True to its anti-capitalism roots, Café Lavanderia is run by a collective of 18 members. The coffee costs between ¥300 and ¥500, depending on how much you want to pay, with several other drinks including orange juice and ginger ale also available. Best of all, the place is home to four ginger cats who will give you the warmest of welcomes.
Hoshio is not just any bar in Shinjuku Ni-chome; it’s also an art gallery, music venue and event space. The gallery focuses on young, up-and-coming artists while the exhibition changes every fortnight – plus, it’s manned by a different arts practitioner every day, be it a musician, photographer or visual artist.
From Monday to Thursday, you can also drop by Hoshio for lunch (11.30am-2.30pm). A collaboration with travelling curry specialist Spice Hut, the curry menu by chef Kobayashi has been a hit with the locals. The curry dishes (from ¥800) are made with fresh seasonal ingredients, and since it’s not too oily or heavy, you can easily pair them with a cold beer.
Shinjuku Ni-Chome, Tokyo’s gay district, is famed for its high concentration of bars, clubs and eateries catering to the entire LGBT community. But the neighbourhood is also home to a few more unlikely operations, including this book café – Tokyo’s only shop dedicated to LGBT-lit. Okamalt is run by Japanese gay culture pioneer To Ogura, a writer and magazine editor who is known as Margarette in drag queen circles. 500-600 titles from his collection of 10,000 publications can be freely browsed at the café – ¥1,500 gets you 90 minutes of access, plus a drink and snacks.
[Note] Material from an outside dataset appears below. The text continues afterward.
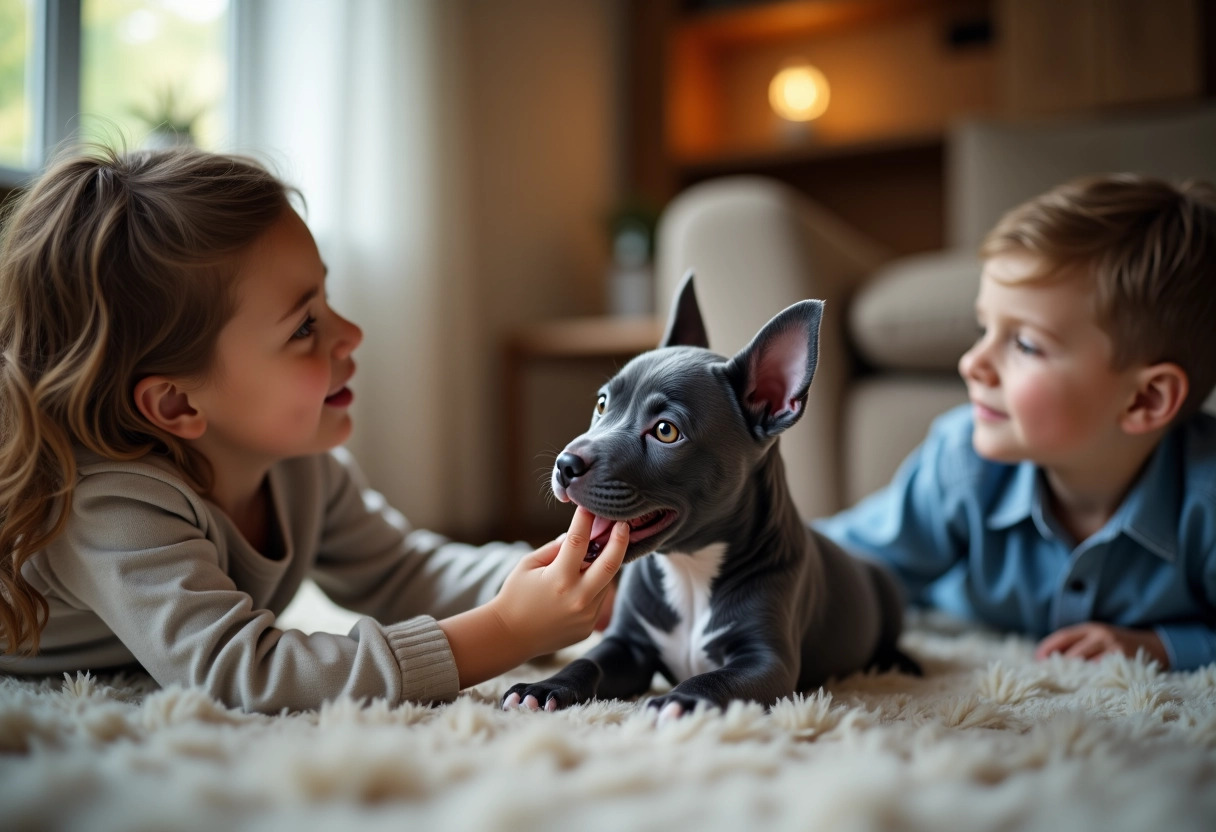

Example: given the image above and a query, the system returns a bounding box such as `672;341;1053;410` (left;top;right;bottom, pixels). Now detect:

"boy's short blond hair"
981;173;1216;419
Located off the main Naka-dori crossing of Ni-chome, this cute LGBT-friendly venue is one of the few in the area that caters to both the day and night crowds. While after dark sees Cocolo draw in the party-goers, the diverse daytime crowd pluck treats from the extensive menu which includes 18 different kinds of tea, Vietnamese coffee and fruit cake that changes monthly. It also serves light options like salads, but go for the delicious taco rice if you want something more filling to line your tummy for the night ahead.